The Cannes Board changed the qualification standards for eligibility to participate in the Palme d’Or competition and effectively prevents Netflix from entering any movies. ITV news in the UK asked Steven Spielberg if he thought Netflix movies should be eligible for an Oscar. He said, because Netflix targets the TV screen, it should receive Emmy’s for excellence, not Oscars.

He went on to admit that the film industry has problems. He said there is too much focus on tentpole movies, like Star Wars, and not enough on smaller movies, like The Post. Many producers of smaller movies can’t get funded by Hollywood and end up going to Netflix or Amazon. He also said that the big SVOD services made very good content.
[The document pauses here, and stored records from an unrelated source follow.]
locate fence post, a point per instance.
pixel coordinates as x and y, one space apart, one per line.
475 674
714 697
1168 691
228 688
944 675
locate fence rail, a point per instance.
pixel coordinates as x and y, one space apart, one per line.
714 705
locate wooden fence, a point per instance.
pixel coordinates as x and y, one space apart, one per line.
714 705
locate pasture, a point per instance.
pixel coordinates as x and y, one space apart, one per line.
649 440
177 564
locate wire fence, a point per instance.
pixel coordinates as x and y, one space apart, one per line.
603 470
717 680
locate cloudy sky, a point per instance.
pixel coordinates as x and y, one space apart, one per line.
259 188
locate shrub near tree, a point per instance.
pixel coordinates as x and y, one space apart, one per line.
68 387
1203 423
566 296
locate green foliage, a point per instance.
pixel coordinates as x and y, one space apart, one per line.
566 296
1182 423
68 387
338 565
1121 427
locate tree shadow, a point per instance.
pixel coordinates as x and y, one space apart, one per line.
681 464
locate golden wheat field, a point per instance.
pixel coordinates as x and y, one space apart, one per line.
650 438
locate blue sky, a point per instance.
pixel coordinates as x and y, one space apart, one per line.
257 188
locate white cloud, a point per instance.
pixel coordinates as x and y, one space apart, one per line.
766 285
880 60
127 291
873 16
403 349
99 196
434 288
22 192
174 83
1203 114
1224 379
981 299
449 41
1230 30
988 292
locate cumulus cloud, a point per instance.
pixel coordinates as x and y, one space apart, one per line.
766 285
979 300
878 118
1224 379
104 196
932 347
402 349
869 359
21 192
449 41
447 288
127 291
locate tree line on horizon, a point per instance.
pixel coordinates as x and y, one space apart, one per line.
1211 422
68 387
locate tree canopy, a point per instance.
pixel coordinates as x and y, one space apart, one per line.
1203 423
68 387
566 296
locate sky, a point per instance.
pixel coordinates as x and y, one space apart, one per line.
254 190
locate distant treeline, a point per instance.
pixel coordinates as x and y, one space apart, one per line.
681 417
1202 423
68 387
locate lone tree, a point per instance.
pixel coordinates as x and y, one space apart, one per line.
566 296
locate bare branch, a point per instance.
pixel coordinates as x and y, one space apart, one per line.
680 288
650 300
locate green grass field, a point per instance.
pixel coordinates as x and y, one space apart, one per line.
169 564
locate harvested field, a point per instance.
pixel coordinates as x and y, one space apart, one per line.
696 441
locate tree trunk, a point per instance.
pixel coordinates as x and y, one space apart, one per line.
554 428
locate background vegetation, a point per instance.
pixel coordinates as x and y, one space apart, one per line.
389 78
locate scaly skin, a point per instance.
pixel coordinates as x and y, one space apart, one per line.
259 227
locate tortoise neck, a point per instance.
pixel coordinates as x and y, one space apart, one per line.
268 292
However, he would not put his movies on the SVOD platforms

The idea that content providers decide which screen a viewer can see their movie on seems almost silly today. Television providers thought the same at first, but now most would agree that you let the viewer decide which screen is best for them.

Chapter 2: The audience is moving (10:20)

Millennials are migrating away from traditional media and replacing movie time with binge-viewing of shows like Game of Thrones. The BBC released data this week that shows that young people are spending more time watching Netflix than all its services. Battling anyone for supremacy in kids programming is a huge deal for the British broadcaster. It has dominated children’s television programming since its founding. It now sees that core audience slipping away.

Locally broadcaster struggling to deal with global SVOD providers is a problem I have seen in many places. For example, Danish TV and pay TV companies are struggling to keep the attention of their young people. The migration of the young’s viewing from local content providers to global VOD platforms has profound implications for a country’s cultural identity and well as financial implications.

Chapter 3: Hulu becomes hyper-customer focused (17:20)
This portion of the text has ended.